Perturbation Theory Reloaded II: Non-linear Bias, Baryon Acoustic Oscillations and Millennium Simulation In Real Space
Donghui Jeong, Eiichiro Komatsu
TL;DR
We address how to extract cosmological information from the real-space galaxy power spectrum using third-order perturbation theory with a local, stochastic bias model. The authors validate the approach against Millennium Simulation data across redshifts 1–6, showing accurate modeling in the weakly non-linear regime. By marginalizing over three bias parameters, they recover an unbiased distance scale D, related to $D_A(z)$ and $H(z)$, with about 3% accuracy, and discuss degeneracies and the potential of the bispectrum to break them. The study highlights the practical viability of PT for high-redshift galaxy surveys and outlines future work to include redshift-space distortions and larger simulations for tighter cosmological constraints.
Abstract
We calculate the non-linear galaxy power spectrum in real space, including non-linear distortion of the Baryon Acoustic Oscillations, using the standard 3rd-order perturbation theory (PT).
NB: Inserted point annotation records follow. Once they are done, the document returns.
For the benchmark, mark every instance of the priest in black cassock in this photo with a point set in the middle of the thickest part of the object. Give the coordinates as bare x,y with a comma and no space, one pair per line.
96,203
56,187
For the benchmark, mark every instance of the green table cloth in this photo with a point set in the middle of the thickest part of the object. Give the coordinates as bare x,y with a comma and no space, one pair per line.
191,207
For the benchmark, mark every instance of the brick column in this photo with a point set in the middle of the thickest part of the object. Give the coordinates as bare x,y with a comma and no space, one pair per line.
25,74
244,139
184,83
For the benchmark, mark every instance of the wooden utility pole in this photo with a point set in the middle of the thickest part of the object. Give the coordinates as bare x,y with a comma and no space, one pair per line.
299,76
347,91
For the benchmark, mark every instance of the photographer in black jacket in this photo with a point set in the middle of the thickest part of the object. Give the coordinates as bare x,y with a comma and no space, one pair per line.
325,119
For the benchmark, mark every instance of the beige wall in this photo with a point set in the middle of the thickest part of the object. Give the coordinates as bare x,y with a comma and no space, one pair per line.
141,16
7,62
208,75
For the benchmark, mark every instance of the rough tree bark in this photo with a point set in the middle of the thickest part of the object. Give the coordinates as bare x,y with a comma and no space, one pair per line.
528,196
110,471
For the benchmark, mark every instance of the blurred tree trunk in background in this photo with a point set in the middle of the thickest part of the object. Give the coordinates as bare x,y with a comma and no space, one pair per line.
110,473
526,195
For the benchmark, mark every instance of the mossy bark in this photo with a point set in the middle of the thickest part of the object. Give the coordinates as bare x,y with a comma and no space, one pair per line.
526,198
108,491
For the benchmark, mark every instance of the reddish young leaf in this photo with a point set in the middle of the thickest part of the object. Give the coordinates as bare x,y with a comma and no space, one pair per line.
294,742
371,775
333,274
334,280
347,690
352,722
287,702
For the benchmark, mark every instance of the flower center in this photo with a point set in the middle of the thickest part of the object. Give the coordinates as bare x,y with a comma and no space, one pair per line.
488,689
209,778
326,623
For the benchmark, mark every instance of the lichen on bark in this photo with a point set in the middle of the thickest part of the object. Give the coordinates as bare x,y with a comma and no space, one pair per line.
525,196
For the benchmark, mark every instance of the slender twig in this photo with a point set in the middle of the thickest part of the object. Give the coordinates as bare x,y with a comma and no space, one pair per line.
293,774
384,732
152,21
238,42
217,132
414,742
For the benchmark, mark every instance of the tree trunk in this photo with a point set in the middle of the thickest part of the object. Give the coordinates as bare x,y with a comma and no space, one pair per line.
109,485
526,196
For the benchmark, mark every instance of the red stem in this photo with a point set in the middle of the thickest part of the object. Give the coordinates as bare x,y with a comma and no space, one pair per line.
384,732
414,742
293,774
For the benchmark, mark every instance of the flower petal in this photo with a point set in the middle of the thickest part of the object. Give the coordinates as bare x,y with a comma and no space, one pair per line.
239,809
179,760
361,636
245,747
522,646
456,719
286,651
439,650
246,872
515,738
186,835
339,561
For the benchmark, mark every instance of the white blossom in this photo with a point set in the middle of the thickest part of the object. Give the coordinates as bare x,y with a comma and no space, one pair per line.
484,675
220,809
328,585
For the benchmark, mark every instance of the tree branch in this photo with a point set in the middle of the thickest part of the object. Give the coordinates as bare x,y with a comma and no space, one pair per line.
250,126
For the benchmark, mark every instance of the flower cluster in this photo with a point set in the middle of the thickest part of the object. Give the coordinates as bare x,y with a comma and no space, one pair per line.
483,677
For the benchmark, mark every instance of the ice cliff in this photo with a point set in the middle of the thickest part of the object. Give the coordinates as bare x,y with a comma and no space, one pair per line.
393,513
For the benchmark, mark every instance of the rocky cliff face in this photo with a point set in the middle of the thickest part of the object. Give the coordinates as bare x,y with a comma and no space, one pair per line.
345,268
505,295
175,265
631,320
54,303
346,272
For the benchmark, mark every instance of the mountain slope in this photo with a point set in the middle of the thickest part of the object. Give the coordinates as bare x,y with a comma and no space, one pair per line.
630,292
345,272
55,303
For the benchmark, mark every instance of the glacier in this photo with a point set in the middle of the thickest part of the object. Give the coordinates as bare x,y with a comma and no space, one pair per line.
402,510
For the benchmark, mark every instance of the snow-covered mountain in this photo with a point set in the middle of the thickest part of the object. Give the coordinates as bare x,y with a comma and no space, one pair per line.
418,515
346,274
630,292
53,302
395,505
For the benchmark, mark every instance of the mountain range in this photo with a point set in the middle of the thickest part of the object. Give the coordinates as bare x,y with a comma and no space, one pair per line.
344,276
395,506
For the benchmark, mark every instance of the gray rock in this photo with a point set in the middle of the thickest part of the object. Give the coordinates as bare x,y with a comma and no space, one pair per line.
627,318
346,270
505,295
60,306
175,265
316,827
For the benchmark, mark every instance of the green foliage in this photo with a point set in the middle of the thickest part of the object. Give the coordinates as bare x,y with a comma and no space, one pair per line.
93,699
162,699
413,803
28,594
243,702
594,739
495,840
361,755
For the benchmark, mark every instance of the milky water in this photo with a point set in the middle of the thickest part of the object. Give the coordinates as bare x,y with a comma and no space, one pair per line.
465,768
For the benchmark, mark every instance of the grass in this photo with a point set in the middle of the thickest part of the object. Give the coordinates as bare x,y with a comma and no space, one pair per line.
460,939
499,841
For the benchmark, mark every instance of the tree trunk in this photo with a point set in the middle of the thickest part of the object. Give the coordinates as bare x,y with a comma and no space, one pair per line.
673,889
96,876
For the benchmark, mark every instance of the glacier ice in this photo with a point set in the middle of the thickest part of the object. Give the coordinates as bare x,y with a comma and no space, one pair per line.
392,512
The calculation is based upon the assumption that the number density of galaxies is a local function of the underlying, non-linear density field. The galaxy bias is allowed to be both non-linear and stochastic. We show that the PT calculation agrees with the galaxy power spectrum estimated from the Millennium Simulation, in the weakly non-linear regime (defined by the matter power spectrum) at high redshifts, $1\le z\le6$. We also show that, once 3 free parameters characterizing galaxy bias are marginalized over, the PT power spectrum fit to the Millennium Simulation data yields unbiased estimates of the distance scale, $D$, to within the statistical error. This distance scale corresponds to the angular diameter distance, $D_A(z)$, and the expansion rate, $H(z)$, in real galaxy surveys. Our results presented in this paper are still restricted to real space. The future work should include the effects of non-linear redshift space distortion. Nevertheless, our results indicate that non-linear galaxy bias in the weakly non-linear regime at high redshifts is reasonably under control.